Were one unacquainted with French film, Patrice Leconte’s L’Homme du train is the kind of film that could be employed as an ideal conglomeration of all the themes, motifs and stylistic traits that typifies Gallic cinema. A deceptively whimsical piece, the film flirts dangerously close to the edge of self-parody, but it is to the immense credit of both director and (especially) actors that events retain a level of heightened lyricism and enable an exploration of themes of destiny and mortality with both wit and pathos.
Small-time crook Milan arrives at a sleepy French town (one clue to its ‘Frenchness’ – French films not set in Paris invariably play out in this kind of deserted provincialism) to rob a bank. When he befriends Manesquier and moves into his sprawling, velvet-clad house, an unlikely partnership blossoms, in which both men learn of the other’s lives and loves, exchange suitably poetic bon mots and realise that they are in many ways a different version of the same person. Rather unsurprisingly, the film and our enjoyment from it derives not from the clichéd storyline or rather telegraphed ending, but from Leconte’s serendipitous casting decision.

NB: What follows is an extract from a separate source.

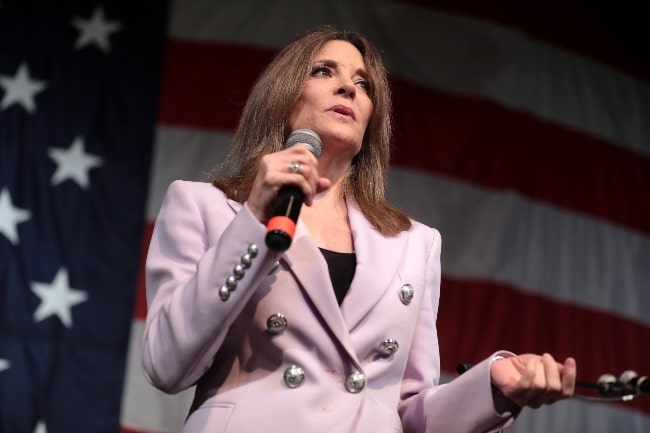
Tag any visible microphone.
[618,370,650,393]
[265,129,323,251]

Played by Johnny Hallyday, the leonine Milan strikes an impressive pose. As a French heartthrob and rock singer, Hallyday’s acting past is scattered and sketchy (a few collaborations with Godard aside), but his physical frame dominates this narrative. Behind his impossibly blue eyes and deep-lined craggy features, his face encapsulates all that has happened in his life – weather-beaten but still luminescent, battered but not beaten. He cleverly plays with his own image, walking around the house in slippers and smoking a pipe, the picture of cosy domesticity that undermines both his screen and private persona.

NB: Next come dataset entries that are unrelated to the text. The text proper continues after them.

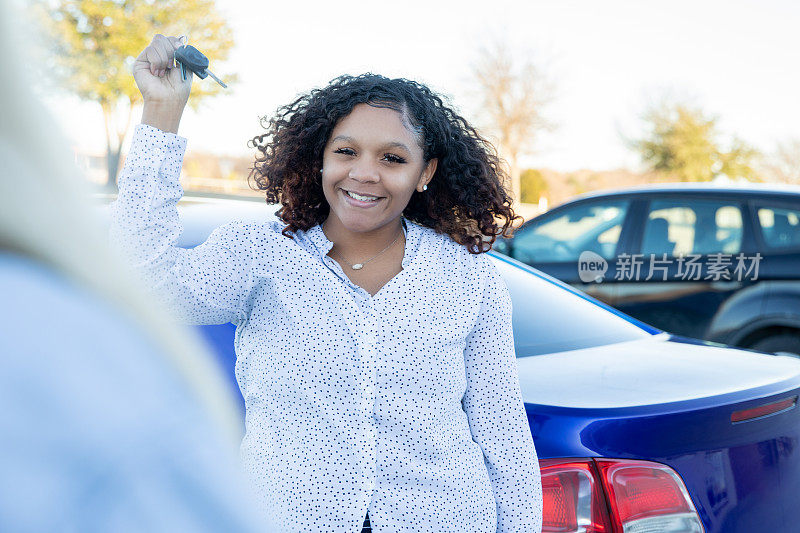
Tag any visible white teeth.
[345,191,378,202]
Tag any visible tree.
[519,168,547,204]
[472,41,553,205]
[33,0,233,188]
[632,102,758,181]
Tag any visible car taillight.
[539,459,611,533]
[540,459,704,533]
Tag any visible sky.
[40,0,800,171]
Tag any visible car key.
[174,44,228,88]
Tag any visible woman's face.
[322,104,436,233]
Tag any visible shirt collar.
[305,218,422,268]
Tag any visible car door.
[615,194,761,339]
[500,196,632,305]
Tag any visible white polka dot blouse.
[111,125,542,533]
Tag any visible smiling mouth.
[342,189,383,202]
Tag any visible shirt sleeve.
[110,124,253,324]
[463,256,542,533]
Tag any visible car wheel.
[751,333,800,357]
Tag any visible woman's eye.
[383,154,406,163]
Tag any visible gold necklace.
[331,228,403,270]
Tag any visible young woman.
[113,35,541,533]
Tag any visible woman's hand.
[133,34,192,133]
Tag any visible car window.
[758,207,800,249]
[494,255,659,357]
[641,200,742,256]
[512,200,629,263]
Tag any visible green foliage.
[519,168,547,204]
[633,104,758,181]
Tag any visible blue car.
[144,195,800,533]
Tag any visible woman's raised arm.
[111,35,253,324]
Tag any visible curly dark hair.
[248,73,521,254]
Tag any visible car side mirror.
[492,237,513,255]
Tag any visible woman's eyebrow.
[331,135,412,154]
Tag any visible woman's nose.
[349,160,380,183]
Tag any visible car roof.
[567,182,800,203]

His co-star equally excels. As Manesquier, Jean Rochefort carries a burden of age and creaky bones, but fairly twinkles in his scenes with Milan. Again, his eyes, watery and opaque, are important signifiers of his personality – an educated man suffocated by the stuffiness of his late mother’s furniture, desperate the play Wyatt Earp and hold up the local bank. If Milan strides, then Manesquier shuffles, taking an age to move and yet lightning quick in his observations on the human condition.
The supporting players are suitably erudite – the mute gangster who only speaks in aphorisms, and only then at ten o’clock in the morning, and two café boors who quote poetry to Manesquier when he confronts them. As Manesquier’s long-suffering sister, Edith Scob is both brittle and fussy, and the scene where Milan hijacks a young boy’s private tutorial on Eugénie Grandet is the film’s most enjoyable moment.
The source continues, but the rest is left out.